Jeremy Rayner The Timber Supply Review IN SEARCH OF SUSTAINABILITY

In their must read concluding chapter, the authors of IN SEARCH conclude that despite good intentions and a plethora of forest and landuse policies, BC still continues to implement the liquidation-conversion plan, the Sloan Commission business plan for forestry begun so many decades ago.

"(D)ecisions made when the sustained yield paradigm was established after the Second World War set the province on a path that has been and will continue to be extremely costly and disruptive to reverse."
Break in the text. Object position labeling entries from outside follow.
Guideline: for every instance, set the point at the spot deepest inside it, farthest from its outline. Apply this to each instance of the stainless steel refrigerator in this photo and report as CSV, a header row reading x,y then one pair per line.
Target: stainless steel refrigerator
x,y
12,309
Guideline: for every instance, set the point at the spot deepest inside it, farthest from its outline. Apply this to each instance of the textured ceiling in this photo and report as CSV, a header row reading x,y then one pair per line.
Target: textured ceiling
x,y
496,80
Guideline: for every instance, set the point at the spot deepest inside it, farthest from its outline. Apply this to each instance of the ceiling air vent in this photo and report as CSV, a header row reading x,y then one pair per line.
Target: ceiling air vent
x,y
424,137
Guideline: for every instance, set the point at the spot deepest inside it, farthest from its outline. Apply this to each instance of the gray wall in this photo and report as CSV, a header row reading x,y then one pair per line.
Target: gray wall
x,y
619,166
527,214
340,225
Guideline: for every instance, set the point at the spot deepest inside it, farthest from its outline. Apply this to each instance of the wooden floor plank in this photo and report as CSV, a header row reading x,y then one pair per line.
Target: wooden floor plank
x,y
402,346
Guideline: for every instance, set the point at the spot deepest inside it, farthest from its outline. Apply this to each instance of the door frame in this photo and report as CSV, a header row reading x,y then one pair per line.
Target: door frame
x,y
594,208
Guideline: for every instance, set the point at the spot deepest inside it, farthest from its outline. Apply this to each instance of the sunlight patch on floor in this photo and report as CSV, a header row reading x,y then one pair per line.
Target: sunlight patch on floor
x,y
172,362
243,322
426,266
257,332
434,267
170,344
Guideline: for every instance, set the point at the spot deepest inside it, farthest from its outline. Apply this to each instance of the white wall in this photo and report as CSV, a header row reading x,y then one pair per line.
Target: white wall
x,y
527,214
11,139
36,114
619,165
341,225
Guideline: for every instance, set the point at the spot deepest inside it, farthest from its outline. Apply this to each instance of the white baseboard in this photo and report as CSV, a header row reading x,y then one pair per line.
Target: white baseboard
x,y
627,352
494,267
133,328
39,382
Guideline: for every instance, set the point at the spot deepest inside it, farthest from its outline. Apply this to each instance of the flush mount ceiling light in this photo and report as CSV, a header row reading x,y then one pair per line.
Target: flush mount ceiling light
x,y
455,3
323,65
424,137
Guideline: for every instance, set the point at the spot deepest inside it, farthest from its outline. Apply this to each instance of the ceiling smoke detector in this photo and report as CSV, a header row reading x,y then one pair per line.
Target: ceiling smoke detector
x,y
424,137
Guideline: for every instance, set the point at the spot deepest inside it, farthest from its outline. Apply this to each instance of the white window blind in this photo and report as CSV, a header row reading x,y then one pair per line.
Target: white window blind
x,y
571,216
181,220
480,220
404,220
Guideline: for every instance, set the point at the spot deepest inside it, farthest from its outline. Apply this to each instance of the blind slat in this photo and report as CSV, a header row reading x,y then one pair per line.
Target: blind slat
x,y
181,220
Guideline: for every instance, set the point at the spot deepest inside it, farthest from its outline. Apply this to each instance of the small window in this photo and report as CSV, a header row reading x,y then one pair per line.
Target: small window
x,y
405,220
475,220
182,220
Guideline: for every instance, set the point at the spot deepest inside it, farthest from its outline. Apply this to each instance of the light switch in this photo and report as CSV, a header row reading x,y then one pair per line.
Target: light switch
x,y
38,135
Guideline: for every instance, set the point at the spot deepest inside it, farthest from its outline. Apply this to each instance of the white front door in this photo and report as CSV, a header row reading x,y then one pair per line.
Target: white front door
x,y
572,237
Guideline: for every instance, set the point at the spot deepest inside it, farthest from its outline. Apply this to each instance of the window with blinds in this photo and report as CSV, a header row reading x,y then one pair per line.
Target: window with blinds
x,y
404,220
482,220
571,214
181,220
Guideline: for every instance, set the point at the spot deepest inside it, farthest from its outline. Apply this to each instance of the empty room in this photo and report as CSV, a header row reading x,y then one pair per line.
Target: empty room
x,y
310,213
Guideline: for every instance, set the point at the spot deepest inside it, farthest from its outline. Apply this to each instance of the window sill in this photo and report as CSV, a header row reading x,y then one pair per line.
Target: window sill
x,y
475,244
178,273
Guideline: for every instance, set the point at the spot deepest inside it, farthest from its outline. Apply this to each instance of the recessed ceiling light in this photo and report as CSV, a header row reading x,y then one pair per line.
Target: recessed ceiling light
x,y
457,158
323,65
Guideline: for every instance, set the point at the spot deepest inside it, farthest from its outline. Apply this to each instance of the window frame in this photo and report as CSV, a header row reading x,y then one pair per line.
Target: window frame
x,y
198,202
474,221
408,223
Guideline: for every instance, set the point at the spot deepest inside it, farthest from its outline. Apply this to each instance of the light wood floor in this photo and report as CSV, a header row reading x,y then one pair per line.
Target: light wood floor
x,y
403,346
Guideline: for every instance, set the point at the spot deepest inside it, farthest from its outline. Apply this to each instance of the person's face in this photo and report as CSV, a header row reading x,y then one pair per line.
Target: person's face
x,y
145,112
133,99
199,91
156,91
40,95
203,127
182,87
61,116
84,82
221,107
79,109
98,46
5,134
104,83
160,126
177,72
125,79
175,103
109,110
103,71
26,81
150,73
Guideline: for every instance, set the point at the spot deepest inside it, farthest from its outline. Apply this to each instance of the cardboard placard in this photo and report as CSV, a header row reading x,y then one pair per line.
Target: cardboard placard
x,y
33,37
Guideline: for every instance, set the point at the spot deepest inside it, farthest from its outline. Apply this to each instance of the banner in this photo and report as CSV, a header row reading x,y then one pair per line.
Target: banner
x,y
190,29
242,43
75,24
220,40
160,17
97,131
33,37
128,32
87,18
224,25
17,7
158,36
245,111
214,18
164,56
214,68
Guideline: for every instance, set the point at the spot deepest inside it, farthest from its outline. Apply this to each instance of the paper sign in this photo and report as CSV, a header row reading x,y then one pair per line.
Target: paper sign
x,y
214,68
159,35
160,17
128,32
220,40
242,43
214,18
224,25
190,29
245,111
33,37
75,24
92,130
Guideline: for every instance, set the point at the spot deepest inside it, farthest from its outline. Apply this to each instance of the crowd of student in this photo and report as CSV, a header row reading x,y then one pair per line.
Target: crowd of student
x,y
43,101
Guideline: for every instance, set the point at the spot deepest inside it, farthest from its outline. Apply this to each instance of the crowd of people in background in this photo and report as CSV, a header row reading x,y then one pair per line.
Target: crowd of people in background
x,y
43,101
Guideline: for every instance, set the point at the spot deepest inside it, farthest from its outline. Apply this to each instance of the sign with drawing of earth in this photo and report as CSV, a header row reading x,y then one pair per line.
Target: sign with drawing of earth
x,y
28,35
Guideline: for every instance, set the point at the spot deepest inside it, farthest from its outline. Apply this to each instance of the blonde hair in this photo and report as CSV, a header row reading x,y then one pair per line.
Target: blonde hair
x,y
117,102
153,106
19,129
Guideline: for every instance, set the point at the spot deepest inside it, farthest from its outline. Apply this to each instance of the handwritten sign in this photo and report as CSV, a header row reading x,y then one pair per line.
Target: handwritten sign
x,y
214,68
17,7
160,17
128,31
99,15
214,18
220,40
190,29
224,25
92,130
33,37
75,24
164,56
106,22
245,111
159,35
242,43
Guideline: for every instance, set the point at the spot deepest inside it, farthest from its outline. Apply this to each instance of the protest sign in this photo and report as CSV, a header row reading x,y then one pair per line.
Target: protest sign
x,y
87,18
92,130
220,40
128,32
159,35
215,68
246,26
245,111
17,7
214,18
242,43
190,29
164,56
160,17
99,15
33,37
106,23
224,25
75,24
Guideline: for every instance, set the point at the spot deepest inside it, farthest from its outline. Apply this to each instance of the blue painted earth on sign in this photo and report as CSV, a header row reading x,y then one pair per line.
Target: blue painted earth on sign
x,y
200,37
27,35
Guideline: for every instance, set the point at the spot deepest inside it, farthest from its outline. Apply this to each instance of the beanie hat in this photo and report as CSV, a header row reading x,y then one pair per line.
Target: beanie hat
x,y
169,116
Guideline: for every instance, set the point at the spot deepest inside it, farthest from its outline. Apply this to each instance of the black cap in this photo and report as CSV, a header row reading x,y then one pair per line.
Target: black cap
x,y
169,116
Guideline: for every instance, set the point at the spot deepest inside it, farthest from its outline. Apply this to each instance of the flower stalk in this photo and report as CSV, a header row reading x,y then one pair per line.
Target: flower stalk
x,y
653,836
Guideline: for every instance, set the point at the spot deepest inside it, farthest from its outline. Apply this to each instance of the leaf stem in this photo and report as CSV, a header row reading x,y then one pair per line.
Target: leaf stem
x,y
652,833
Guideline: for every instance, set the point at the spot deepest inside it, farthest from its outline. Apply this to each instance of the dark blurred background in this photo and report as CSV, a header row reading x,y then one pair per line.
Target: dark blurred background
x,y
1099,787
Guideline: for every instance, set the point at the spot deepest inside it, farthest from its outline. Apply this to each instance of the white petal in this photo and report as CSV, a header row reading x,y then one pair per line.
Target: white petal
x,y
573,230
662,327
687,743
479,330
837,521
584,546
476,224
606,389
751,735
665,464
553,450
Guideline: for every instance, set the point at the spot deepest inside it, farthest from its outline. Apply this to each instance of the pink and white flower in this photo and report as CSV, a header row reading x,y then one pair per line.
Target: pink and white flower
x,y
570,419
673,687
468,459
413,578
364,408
In B.C., after a decade of cosmetic change:

"….those who see forests primarily as sources of fibre and are committed to the commercial development of the resource remain on the policy track laid down after the Second World War. The forest industry and the ministry continue to implement what can be called the liquidation - conversion project, a set of policies aimed at achieving a controlled liquidation of old growth forests and their conversion into managed second growth plantations. Despite two decades of intense debate over forest policy, both harvest levels and the proportion of the harvest that is clearcut have increased dramatically since the 1970s. The busy air of policy innovation may simply mark the final stages of the liquidation - conversion project, amounting to nothing more than a sophisticated symbolic politics that serves to contain environmental opposition."

Ken Lertzman, Jeremy Rayner, Jeremy Wilson

Globally, sustained yield remains the management framework for temperate forests. SFM is easily seen to be just SY redesign of forests with only minor changes in such areas as rotation age, riparian protection, wildlife reserves or improved technology for road building or harvesting.

The regulated forest is hidden behind a beauty strip of sustainable development language but a skeptical observer can still measure ecological degradation by studying the age-class graph projections, species composition and disturbance cycle conditions proposed by the management plans for any specific forest area and comparing them with the range of historical variability before management or even from management practices in any previous decade. A quick comparison of volumes logged in any tenure area from decade to decade and the degree of change under SFM is also a useful experiment.

Where SFM or ecosystem management is still being applied to old growth, ‘frontier forests’, this is still liquidation-conversion forestry, even if the schedule isn’t as clear cut as with the old Hanzlik formula.

Where management is of forests already converted, SYPD or the need to produce an inflated flow of commodities does not allow for the return of significant areas of forests to fully functioning ecosystems within historical variability in order to allow for sustainable human use in the future.